MontrealCorpusTools / Montreal-Forced-Aligner

Command line utility for forced alignment using Kaldi
https://montrealcorpustools.github.io/Montreal-Forced-Aligner/
MIT License
1.32k stars 244 forks source link

File "aligner\corpus.py", line 500, in speaker_utterance_info ZeroDivisionError: division by zero #101

Open RealNicolasBourbaki opened 5 years ago

RealNicolasBourbaki commented 5 years ago

Hi everyone,

So my corpus are bunch of .textgrid files and .wav files. Sampling rates are correct (44k), but when I run this on Windows 10: F:\montreal-forced-aligner>bin\mfa_align F:\hiwi\12november\test F:\montreal-forced-aligner\dictionaries\german.txt german_prosodylab F:\hiwi\12november\result

I got an exception: ZeroDivisionError

how?

forwiat commented 5 years ago

Hi everyone,

So my corpus are bunch of .textgrid files and .wav files. Sampling rates are correct (44k), but when I run this on Windows 10: F:\montreal-forced-aligner>bin\mfa_align F:\hiwi\12november\test F:\montreal-forced-aligner\dictionaries\german.txt german_prosodylab F:\hiwi\12november\result

I got an exception: ZeroDivisionError

how?

did you solve this problem?

forwiat commented 5 years ago

Hi everyone,

So my corpus are bunch of .textgrid files and .wav files. Sampling rates are correct (44k), but when I run this on Windows 10: F:\montreal-forced-aligner>bin\mfa_align F:\hiwi\12november\test F:\montreal-forced-aligner\dictionaries\german.txt german_prosodylab F:\hiwi\12november\result

I got an exception: ZeroDivisionError

how?

I got the same problem,but now I solved it .Please check your filename ,for example, replace 'xxx.wav xxx' to 'xxx xxx'

MalcolmSlaney commented 5 years ago

I think this comes about because MFA didn't find any files to process (thus zero speakers). In my case it was caused by having .wav files with floating point data, but I believe anything that causes MFA to not find the audio and text data will cause this.

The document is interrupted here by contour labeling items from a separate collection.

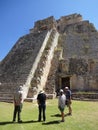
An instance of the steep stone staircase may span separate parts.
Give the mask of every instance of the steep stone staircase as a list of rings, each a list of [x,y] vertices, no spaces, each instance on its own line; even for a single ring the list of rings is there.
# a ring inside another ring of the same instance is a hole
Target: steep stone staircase
[[[32,94],[29,93],[28,97],[34,96],[35,94],[38,93],[40,89],[45,89],[47,77],[51,67],[51,61],[54,56],[54,50],[58,44],[58,37],[59,37],[58,32],[56,30],[52,30],[50,37],[47,41],[47,44],[45,46],[45,49],[43,50],[38,66],[35,70],[34,77],[32,78],[31,81],[30,92],[33,93]],[[31,91],[31,89],[33,91]]]

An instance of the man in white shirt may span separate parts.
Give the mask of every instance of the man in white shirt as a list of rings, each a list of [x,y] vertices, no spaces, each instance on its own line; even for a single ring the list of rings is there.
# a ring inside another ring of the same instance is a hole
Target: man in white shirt
[[[20,113],[23,105],[23,86],[20,86],[16,93],[14,94],[14,113],[13,113],[13,122],[16,121],[16,115],[18,114],[18,123],[21,123]]]
[[[61,122],[64,122],[65,102],[66,102],[66,96],[64,94],[64,91],[62,89],[60,89],[60,96],[58,98],[58,108],[61,112],[61,117],[62,117]]]

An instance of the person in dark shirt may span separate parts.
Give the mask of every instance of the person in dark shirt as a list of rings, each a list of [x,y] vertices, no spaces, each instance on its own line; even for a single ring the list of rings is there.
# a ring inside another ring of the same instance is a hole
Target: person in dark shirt
[[[40,90],[38,96],[37,96],[37,103],[38,103],[38,109],[39,109],[39,116],[38,121],[41,121],[41,114],[43,112],[43,121],[46,120],[45,110],[46,110],[46,94],[44,91]]]
[[[71,90],[68,87],[65,87],[65,95],[66,95],[66,105],[69,109],[68,115],[72,115],[72,107],[71,107]]]

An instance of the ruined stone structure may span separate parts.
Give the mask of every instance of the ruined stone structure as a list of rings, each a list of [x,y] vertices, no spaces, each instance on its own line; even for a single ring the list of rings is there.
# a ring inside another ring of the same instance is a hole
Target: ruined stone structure
[[[72,91],[98,91],[94,25],[80,14],[37,21],[0,62],[1,97],[6,99],[19,85],[24,85],[25,97],[34,97],[40,89],[53,96],[65,86]]]

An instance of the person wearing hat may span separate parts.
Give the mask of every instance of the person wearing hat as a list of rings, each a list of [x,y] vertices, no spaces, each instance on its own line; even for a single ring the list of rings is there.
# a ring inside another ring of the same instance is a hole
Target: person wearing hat
[[[13,122],[16,121],[16,115],[18,116],[18,123],[21,123],[21,110],[23,105],[23,87],[19,86],[14,94],[14,113],[13,113]]]
[[[66,96],[64,95],[64,91],[62,89],[60,89],[60,95],[58,98],[58,108],[61,112],[61,117],[62,117],[61,122],[64,122],[65,102],[66,102]]]
[[[66,95],[66,105],[69,109],[69,113],[68,115],[72,115],[72,108],[71,108],[71,90],[69,89],[69,87],[65,87],[65,95]]]
[[[38,110],[39,110],[39,115],[38,115],[38,121],[41,121],[41,115],[43,113],[43,121],[46,121],[46,94],[44,93],[43,90],[40,90],[38,96],[37,96],[37,103],[38,103]]]

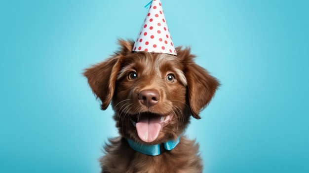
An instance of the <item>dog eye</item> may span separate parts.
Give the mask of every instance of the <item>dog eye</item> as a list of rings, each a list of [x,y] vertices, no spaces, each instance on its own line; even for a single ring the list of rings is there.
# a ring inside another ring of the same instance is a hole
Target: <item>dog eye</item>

mmcauliffe commented 5 years ago

Yes, at the moment there's some audio preprocessing/inspection that's done in Python, which doesn't support as many formats as I would like, so I'd like to move over to sox for this kind of thing. In the meantime you might be able to resample/resave using sox or Praat into a WAV format known to be supported (i.e., 16kHz, 16-bit).

RealNicolasBourbaki commented 5 years ago

Thank you guys, that are all very helpful! I resampled the files with sox as Michael @mmcauliffe said and the problem has gone.

MckinstryJ commented 3 years ago

Hey all, I'm stuck! Here is the code I used to resample the audio to be of 1 channel and 16kHz.

import os
import wave

import audioop

def downsampleWav(src, dst, inrate=44100, outrate=16000, inchannels=2, outchannels=1):
    if not os.path.exists(src):
        print('Source not found!')
        return False

    if not os.path.exists(os.path.dirname(dst)):
        os.makedirs(os.path.dirname(dst))

    try:
        s_read = wave.open(src, 'r')
        s_write = wave.open(dst, 'w')
    except:
        print('Failed to open files!')
        return False

    n_frames = s_read.getnframes()
    data = s_read.readframes(n_frames)

    try:
        converted = audioop.ratecv(data, 2, inchannels, inrate, outrate, None)
        if outchannels == 1:
            converted = audioop.tomono(converted[0], 2, 1, 0)
    except:
        print('Failed to downsample wav')
        return False

    try:
        s_write.setparams((outchannels, 2, outrate, 0, 'NONE', 'Uncompressed'))
        s_write.writeframes(converted)
    except:
        print('Failed to write wav')
        return False

    try:
        s_read.close()
        s_write.close()
    except:
        print('Failed to close wav files')
        return False

    return True

in_path = 'C:/Users/McKinstryJohn/Desktop/.../Resampled/wavs/'
out_path = 'C:/Users/McKinstryJohn/Desktop/.../Resampled/resampled/'

sr = 0

for file in os.listdir(in_path):
    if file.endswith('.wav'):
        with wave.open(os.path.join(in_path + file), 'rb') as wav_file:
            sr = wav_file.getframerate()

        downsampleWav(os.path.join(in_path + file), os.path.join(out_path + file),
                          inrate=sr, outrate=16000)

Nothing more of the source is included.